Fungal diseases impacting tree species – What can urban Arboriculture learn from horticultural tree cropping?
Elizabeth Dann, Associate Professor from University Queensland will be presenting this Live webinar via Microsoft Teams.
Date: Tuesday 23 February 2021.
Time: 8.00 am – 10.00 am.
The presentation will focus on the two following topics:
- Soilborne and foliar fungal diseases
- How to manage them
Following these presentations will be a Q & A.
I did a BScAgr at University of Sydney and enjoyed completing an independent research project in plant pathology during my last semester. I went straight onto a Ph.D. in the same lab, investigating the natural defense mechanism in plants, using green bean as a model host. I had 2 years at Michigan State University in the USA, looking at induced resistance to diseases in soybean, and returned to Sydney working on various projects. I moved to Brisbane in 2001, joined the fruit pathology team at DPI (now DAF) and switched to research on diseases in tropical and subtropical crops, mainly mango and avocado, juggling part-time work with raising a family.

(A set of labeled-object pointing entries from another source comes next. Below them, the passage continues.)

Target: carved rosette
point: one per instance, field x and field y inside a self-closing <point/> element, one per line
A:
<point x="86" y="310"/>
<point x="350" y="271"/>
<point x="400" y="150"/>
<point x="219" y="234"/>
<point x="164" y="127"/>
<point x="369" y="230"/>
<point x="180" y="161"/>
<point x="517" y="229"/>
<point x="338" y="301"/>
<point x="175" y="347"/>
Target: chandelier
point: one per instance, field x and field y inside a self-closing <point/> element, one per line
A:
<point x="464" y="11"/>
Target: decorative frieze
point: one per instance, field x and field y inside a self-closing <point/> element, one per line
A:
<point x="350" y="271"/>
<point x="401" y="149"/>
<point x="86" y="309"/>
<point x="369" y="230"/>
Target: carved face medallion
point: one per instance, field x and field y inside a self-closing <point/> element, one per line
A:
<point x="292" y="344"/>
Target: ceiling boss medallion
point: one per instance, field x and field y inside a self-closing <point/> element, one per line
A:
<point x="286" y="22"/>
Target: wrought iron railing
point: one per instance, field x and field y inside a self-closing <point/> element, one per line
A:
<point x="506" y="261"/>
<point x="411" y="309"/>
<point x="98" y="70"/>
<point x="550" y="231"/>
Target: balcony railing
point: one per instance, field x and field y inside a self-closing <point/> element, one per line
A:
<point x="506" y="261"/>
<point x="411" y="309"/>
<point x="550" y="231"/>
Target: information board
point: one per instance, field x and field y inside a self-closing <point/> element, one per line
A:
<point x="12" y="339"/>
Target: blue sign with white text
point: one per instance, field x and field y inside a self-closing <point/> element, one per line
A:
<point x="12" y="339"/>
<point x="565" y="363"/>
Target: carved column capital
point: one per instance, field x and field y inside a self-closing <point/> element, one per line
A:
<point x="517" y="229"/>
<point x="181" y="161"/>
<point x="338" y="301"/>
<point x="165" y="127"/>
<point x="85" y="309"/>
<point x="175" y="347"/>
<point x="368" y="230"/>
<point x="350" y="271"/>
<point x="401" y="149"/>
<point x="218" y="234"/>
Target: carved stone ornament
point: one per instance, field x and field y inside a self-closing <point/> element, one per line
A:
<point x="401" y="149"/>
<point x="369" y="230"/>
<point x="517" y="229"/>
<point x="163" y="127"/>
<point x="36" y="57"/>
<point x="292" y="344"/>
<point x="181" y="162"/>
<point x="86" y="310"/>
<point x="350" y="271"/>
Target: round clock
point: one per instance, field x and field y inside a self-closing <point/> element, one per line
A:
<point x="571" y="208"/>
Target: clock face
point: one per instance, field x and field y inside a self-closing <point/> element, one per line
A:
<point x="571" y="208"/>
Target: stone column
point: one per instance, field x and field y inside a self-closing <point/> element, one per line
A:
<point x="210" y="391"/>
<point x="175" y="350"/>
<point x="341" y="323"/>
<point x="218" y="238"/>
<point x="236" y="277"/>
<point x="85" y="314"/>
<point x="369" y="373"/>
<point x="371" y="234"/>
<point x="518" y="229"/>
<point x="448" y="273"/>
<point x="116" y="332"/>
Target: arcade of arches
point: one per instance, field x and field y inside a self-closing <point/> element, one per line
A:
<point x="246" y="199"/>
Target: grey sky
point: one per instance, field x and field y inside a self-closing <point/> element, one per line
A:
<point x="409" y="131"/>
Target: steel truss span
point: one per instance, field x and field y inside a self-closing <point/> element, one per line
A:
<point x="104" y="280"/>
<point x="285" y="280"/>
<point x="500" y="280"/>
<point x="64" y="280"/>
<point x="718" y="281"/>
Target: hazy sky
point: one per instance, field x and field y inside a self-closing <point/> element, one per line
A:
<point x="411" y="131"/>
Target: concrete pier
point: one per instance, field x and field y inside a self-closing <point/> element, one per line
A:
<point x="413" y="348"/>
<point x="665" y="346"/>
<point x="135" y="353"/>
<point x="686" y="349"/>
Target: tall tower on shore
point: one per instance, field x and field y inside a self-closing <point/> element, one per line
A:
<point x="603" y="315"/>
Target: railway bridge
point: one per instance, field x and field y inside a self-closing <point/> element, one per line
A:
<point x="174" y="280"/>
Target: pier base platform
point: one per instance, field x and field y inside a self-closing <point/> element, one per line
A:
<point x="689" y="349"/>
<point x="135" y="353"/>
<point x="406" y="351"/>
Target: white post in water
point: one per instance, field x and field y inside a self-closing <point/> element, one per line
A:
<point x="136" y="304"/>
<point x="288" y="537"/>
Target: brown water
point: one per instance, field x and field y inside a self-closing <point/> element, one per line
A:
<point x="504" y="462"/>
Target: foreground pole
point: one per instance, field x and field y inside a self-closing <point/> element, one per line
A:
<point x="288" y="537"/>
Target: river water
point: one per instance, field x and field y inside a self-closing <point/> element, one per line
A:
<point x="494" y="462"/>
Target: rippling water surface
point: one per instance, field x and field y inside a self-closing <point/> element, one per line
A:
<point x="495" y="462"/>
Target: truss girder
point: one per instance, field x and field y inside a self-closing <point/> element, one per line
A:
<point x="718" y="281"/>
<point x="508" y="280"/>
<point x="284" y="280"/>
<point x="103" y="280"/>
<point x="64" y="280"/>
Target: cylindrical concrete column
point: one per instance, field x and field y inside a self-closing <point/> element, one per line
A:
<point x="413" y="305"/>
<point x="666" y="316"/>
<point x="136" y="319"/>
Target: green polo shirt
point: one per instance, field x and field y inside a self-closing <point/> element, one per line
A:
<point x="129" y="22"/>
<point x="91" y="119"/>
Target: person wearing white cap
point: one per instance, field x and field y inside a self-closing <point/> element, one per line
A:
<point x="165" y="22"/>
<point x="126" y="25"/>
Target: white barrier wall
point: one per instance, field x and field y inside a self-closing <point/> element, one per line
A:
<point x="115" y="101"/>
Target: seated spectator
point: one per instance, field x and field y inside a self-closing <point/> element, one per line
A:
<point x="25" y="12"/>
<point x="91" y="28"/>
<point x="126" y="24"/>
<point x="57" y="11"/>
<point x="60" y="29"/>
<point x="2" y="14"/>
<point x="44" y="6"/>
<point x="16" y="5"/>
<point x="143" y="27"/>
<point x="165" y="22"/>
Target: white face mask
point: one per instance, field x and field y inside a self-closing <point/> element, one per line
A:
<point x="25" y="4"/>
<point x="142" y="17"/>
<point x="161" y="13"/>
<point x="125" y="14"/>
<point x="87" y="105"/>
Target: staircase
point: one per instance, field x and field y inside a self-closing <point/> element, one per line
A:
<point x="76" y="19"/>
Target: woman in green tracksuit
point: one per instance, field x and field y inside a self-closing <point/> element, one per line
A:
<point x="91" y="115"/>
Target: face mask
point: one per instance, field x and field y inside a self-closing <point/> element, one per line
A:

What Liz is currently working on:
The Queensland Government and University of Queensland set up a new institute within UQ, QAAFI (Queensland Alliance for Agriculture and Food Innovation) in 2010, so I joined UQ but remained located with my DPI/DAF plant pathology team. I lead the pathology and disease management projects for the avocado industry (funded by Hort Innovation, using the avocado R&D levy). The research is very applied and covers all diseases of avocados. It takes me into the field and nurseries a lot for research trials and also diagnostic work, ie. helping growers with disease or other orchard issues. There is more flexibility within UQ, so my team frequently complete short consultancy projects, which can also lead to very rewarding outcomes for industry. I supervise students for postgrad (eg. masters and Ph.D.) and also short undergrad research projects.
Why Liz is passionate about this topic:
I have a lot of direct interaction with industry, getting out in the field for research trials and learning first-hand what the main production issues are for growers. I enjoy presenting my team’s research to industry to show them how they can take steps to improve their productivity or fruit quality. I have to acquire knowledge in areas outside of my training, eg. plant physiology, soil science, marketing, and this all helps me to put our specific research outputs into an overall management plan. I also enjoy mentoring staff and students.
Liz’s goal for this webinar:
I hope the participants will appreciate all of the complex pathogens and factors facing long term tree cropping, and I hope I can highlight some of the common problems affecting trees, whether in city parks or gardens, or commercial orchards. Many of the management strategies or approaches are likely to be similar.